Can you see why "Estimated Prophet" inspired me to move to California?

16 comments:

  1. Who's John Pyper Ferguson, that you put ahead of Vincent?

    ReplyDelete
  2. Val, I KNEW you were gonna call me on that answer. lololol JPF is a Canadian character actor, much like Vincent. He's been in TONS of things and he is also a chameleon. I've had a major crush on him since he was on the one and only season of "The Adventures of Brisco County Jr", 1993/94. I'll email you a picture of him. He's sooooooo cute.

    ReplyDelete
  3. Anonymous1:58 PM

    Rufus, the time-traveller guy with the beard from 'Bill and Ted's Excellent Adventure' (I think)

    Well answered Jojo, I rarely if ever bother with things like this on account of it would take me about a year to come up with an answer for each one; other than the ones where 'Vincent D'Onofrio' is the answer of course ;0)

    ReplyDelete
  4. Thanks for clearing that up Diane! I never saw the Bill & Ted movies, hence my confusion!

    ReplyDelete
  5. I saw her blog the other day. I read her meme. I thought WOW! -- another memer. I just haven't gotten around to answering the questions yet, but I will - soon, probably tonight. Cheers JoJo!! A meme about Vincent!! Now, that would be interesting.

    ReplyDelete
  6. I swear before all men -- guess what my ex-fiance's, who is now my roommate, name is? You freaking guessed it - SAM HILL!! I kid you not. I have always teased him about his name. OMG!! Life sure has a sense of humor. Ha.

    ReplyDelete
  7. OMG...You hate Bruce Springsteen? How can you hate The Boss...'Tramps Like Us, Baby We Were Born To Run'.

    ReplyDelete
  8. wow cool questions --- even cooler answers

    i've never heard of your fantasy guy but may you and him and your ab fab fav swear word be very happy together ;>)

    ReplyDelete
  9. bobbybegood1 - I bet Sam was tired of hearing the 'sam hill' jokes. lol

    Tess - Cannot stand Springsteen. All his songs sound the same to me. I can tolerate "Philadelphia" but the rest, fuggedaboutit.

    Ann - Welcome back!! I hope you had a great trip to Israel. Can't wait to read your update and see pics.

    ReplyDelete
  10. Oh dear meeeeeeee about Springsteen. Okay, I'm not going to persuade you but the man is pure gold.

    And my answer to one of the questions would be 'Kate Winslet'

    Blush

    Blush

    Blush

    And the one person I would like to off is Ariel Sharon but he's 99% dead anyway so maybe back to the drawing board on that one...

    ReplyDelete
  11. Jones sodas! I LOVE Jones sodas. :-D

    And I knew Rufus sounded familiar. He was from Bill & Ted's Excellent Adventure! lol I love George Carlin.
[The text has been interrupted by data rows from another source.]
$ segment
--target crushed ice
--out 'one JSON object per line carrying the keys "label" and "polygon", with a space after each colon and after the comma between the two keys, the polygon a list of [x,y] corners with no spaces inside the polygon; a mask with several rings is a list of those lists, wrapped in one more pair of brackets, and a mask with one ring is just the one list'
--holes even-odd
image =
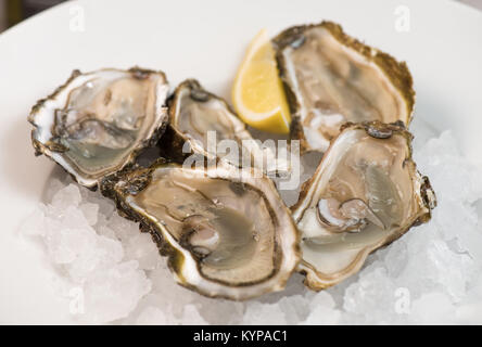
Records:
{"label": "crushed ice", "polygon": [[482,323],[482,170],[460,155],[448,131],[414,145],[418,168],[437,195],[432,220],[371,255],[357,275],[320,293],[304,288],[299,274],[284,292],[248,303],[190,292],[175,284],[149,234],[67,177],[51,180],[48,203],[23,232],[40,237],[55,269],[80,288],[81,310],[71,312],[79,322]]}

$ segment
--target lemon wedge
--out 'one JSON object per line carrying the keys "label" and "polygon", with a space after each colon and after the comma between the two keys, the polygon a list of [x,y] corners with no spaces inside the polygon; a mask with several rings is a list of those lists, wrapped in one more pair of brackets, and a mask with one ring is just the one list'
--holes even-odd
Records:
{"label": "lemon wedge", "polygon": [[290,108],[265,29],[248,48],[231,98],[241,119],[253,128],[276,133],[290,131]]}

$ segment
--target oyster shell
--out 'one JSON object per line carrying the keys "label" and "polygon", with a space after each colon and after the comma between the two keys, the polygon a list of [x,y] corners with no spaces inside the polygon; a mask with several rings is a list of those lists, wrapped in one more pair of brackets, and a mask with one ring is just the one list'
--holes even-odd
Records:
{"label": "oyster shell", "polygon": [[151,232],[179,284],[241,300],[282,290],[299,262],[290,211],[274,183],[253,170],[158,160],[102,188],[122,215]]}
{"label": "oyster shell", "polygon": [[193,152],[237,167],[254,166],[269,177],[289,175],[289,162],[276,157],[274,142],[270,147],[253,139],[228,103],[198,80],[181,82],[168,104],[169,126],[160,142],[164,156],[179,160]]}
{"label": "oyster shell", "polygon": [[71,78],[28,117],[36,155],[45,154],[94,189],[154,145],[167,121],[164,73],[106,68]]}
{"label": "oyster shell", "polygon": [[343,33],[340,25],[295,26],[272,43],[302,151],[325,152],[345,121],[410,123],[406,64]]}
{"label": "oyster shell", "polygon": [[435,195],[410,142],[404,127],[372,121],[346,125],[331,143],[292,207],[307,286],[339,283],[368,254],[430,219]]}

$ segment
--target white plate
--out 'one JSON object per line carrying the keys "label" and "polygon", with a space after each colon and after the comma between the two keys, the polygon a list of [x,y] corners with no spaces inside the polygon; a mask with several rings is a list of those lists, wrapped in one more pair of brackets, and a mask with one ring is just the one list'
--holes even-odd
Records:
{"label": "white plate", "polygon": [[[403,3],[86,0],[0,35],[0,323],[73,322],[43,249],[17,234],[54,166],[34,157],[26,116],[73,68],[140,65],[163,69],[173,86],[195,77],[226,97],[245,46],[261,28],[275,35],[290,25],[332,20],[406,60],[417,91],[415,126],[452,129],[464,154],[482,164],[482,12],[445,0]],[[409,31],[398,31],[396,21],[406,10]]]}

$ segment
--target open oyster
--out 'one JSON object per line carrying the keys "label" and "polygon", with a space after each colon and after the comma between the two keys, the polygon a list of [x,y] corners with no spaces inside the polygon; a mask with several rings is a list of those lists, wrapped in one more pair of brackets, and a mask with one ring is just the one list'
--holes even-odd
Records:
{"label": "open oyster", "polygon": [[93,189],[102,177],[155,144],[167,121],[167,92],[162,72],[74,70],[31,110],[36,155],[49,156],[78,183]]}
{"label": "open oyster", "polygon": [[295,26],[274,40],[302,151],[325,152],[345,121],[410,123],[415,102],[405,63],[345,35],[340,25]]}
{"label": "open oyster", "polygon": [[[254,169],[251,169],[251,171]],[[103,193],[147,226],[181,285],[246,299],[279,291],[299,262],[297,230],[274,183],[233,166],[151,168],[106,178]]]}
{"label": "open oyster", "polygon": [[339,283],[369,253],[430,219],[435,195],[410,142],[403,127],[372,121],[346,125],[331,143],[292,207],[307,286]]}
{"label": "open oyster", "polygon": [[[253,139],[227,102],[203,89],[195,79],[181,82],[168,103],[169,126],[160,143],[167,156],[182,157],[179,150],[192,151],[237,167],[254,166],[270,177],[289,174],[288,160],[276,157],[274,145],[263,146]],[[185,144],[189,144],[189,151]]]}

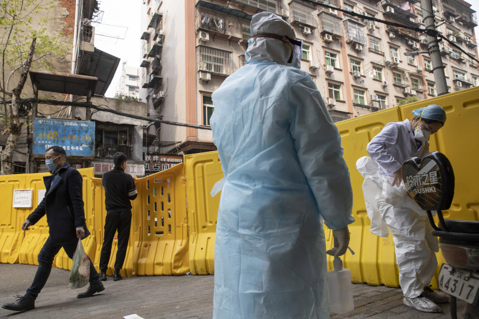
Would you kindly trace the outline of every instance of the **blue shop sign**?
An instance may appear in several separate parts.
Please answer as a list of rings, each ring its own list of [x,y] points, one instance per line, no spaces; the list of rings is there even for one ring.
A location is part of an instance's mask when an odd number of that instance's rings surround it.
[[[35,118],[33,154],[43,155],[53,146],[65,149],[67,156],[92,157],[95,151],[95,122]]]

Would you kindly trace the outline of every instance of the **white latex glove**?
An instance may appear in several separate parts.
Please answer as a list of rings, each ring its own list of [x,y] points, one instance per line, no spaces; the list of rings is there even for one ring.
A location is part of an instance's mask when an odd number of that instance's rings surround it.
[[[333,230],[334,247],[326,252],[326,254],[335,257],[344,255],[349,245],[349,229],[346,226],[342,229]]]

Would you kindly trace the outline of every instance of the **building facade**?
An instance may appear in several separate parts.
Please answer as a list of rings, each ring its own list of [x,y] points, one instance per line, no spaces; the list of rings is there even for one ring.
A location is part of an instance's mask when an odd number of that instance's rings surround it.
[[[336,8],[321,6],[324,2]],[[433,0],[437,29],[478,58],[476,12],[463,0]],[[419,0],[144,0],[140,96],[164,120],[209,127],[211,94],[246,62],[255,13],[278,14],[302,40],[301,68],[316,83],[338,122],[437,91],[426,35],[359,18],[342,8],[405,26],[424,27]],[[446,41],[441,54],[450,92],[479,85],[476,62]],[[215,149],[207,129],[169,125],[157,132],[156,151]]]

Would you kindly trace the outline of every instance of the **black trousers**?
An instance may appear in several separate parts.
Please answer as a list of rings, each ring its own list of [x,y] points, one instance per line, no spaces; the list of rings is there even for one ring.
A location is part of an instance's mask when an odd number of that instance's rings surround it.
[[[118,232],[118,247],[115,260],[115,269],[121,269],[126,255],[130,239],[130,227],[131,226],[131,211],[126,210],[107,214],[105,220],[105,236],[103,245],[100,255],[100,270],[106,271],[111,254],[111,243],[115,233]]]

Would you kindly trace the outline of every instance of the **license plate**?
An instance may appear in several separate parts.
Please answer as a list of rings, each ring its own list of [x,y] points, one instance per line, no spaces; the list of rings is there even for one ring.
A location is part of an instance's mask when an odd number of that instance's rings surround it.
[[[439,289],[445,293],[473,304],[479,290],[479,279],[471,272],[443,264],[438,279]]]

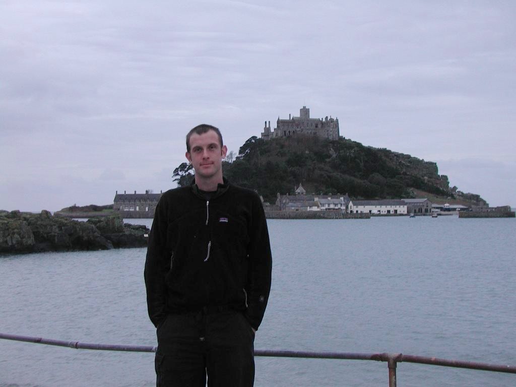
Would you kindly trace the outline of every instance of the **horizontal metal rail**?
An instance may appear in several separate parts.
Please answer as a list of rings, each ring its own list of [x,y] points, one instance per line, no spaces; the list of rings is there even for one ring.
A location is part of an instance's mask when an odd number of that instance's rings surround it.
[[[52,338],[21,336],[0,333],[0,338],[7,340],[35,343],[59,347],[68,347],[76,349],[93,349],[103,351],[122,351],[126,352],[156,352],[156,347],[143,345],[119,345],[117,344],[99,344],[80,343],[78,341],[64,341]],[[309,352],[303,351],[282,351],[254,350],[255,356],[276,358],[301,358],[303,359],[333,359],[347,360],[375,360],[386,362],[389,370],[389,386],[396,387],[396,368],[398,363],[415,363],[444,367],[455,367],[469,369],[516,374],[516,366],[491,364],[487,363],[449,360],[438,358],[406,355],[402,353],[361,353],[345,352]]]

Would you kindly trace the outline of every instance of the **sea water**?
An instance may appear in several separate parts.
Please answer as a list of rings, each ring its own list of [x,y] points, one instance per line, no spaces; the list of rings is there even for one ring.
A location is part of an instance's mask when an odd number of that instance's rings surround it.
[[[134,220],[146,223],[149,220]],[[272,284],[255,348],[516,365],[516,221],[269,220]],[[0,332],[156,345],[145,249],[0,257]],[[256,357],[255,385],[384,386],[386,363]],[[403,386],[516,375],[400,363]],[[0,386],[153,386],[154,356],[0,340]]]

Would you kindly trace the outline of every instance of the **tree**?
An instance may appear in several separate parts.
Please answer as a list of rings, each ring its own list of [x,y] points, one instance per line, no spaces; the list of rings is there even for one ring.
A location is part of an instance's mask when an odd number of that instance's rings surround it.
[[[194,176],[194,167],[189,163],[182,163],[174,170],[172,177],[179,187],[185,187],[191,182]]]
[[[231,151],[231,152],[228,152],[228,154],[226,155],[225,158],[224,159],[224,160],[228,162],[231,164],[235,160],[235,157],[236,156],[236,152],[234,151]]]

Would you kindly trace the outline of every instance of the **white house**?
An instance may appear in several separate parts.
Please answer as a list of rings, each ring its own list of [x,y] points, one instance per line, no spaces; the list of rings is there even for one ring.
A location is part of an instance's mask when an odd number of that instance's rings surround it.
[[[349,198],[345,197],[349,199]],[[348,204],[347,200],[345,199],[345,197],[341,196],[340,198],[333,198],[328,197],[328,198],[315,198],[314,199],[318,202],[320,207],[321,211],[327,209],[340,209],[344,212],[346,212],[346,206]]]
[[[407,203],[402,200],[351,200],[348,208],[350,214],[407,214]]]

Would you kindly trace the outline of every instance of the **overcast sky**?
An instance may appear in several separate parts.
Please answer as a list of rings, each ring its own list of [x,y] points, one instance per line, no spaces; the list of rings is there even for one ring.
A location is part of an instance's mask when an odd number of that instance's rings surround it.
[[[0,209],[165,191],[193,126],[238,152],[303,105],[513,206],[515,21],[510,0],[0,1]]]

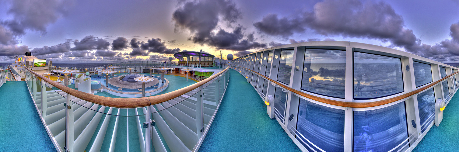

    Oh my, I do love Bruce Springsteen. lol Oh well, you love The Grateful Dead so it proves you have good musical taste. :-D

    ReplyDelete
  12. He was in Highlander, Drive (with Mark Dacascos) and some cool Western stuff too. Brilliant actor. I totally get the attraction. The man has MOJO!!! He was so cool with that long hair.

    I'll do mine as soon as I take a break from packing, babe. Looks like a lotta fun, what with all the violent q's.

    ReplyDelete
  13. Oh JOjo-I HATE "The Boss" as well.It's his use of horns and piano that annoy me.Plus this ridiculous idea Max W. has that he is the best drummer in the world.Fucking puh-leaze!Not.Even.Close.

    ReplyDelete
  14. Rufus is from Bill and Ted's Excellent Adventure! That's a blast from the past! Party on! No wait...that's Wayne's World...

    ReplyDelete
  15. WR & MusicWench - It's just Springsteen's music is so repetitive. I never got why people thought he was so great.

    Axe - So glad that you know who I am talking about. Pyper is an amazing actor. I love him.

    Bryde - Who is Max W? Actually Clarence Clemmons guested w/ the Dead a few times; we saw him once too. He was actually pretty good w/ the Dead.

    Dr. J - Way to mix up your early 90's movies! lol

    ReplyDelete
  16. Jojo-Max is Springsteen's drummer-also Conan's "band leader" (when he had a show) as well.He thinks he's among the greatest if not the greatest.He has no clue how wrong he is.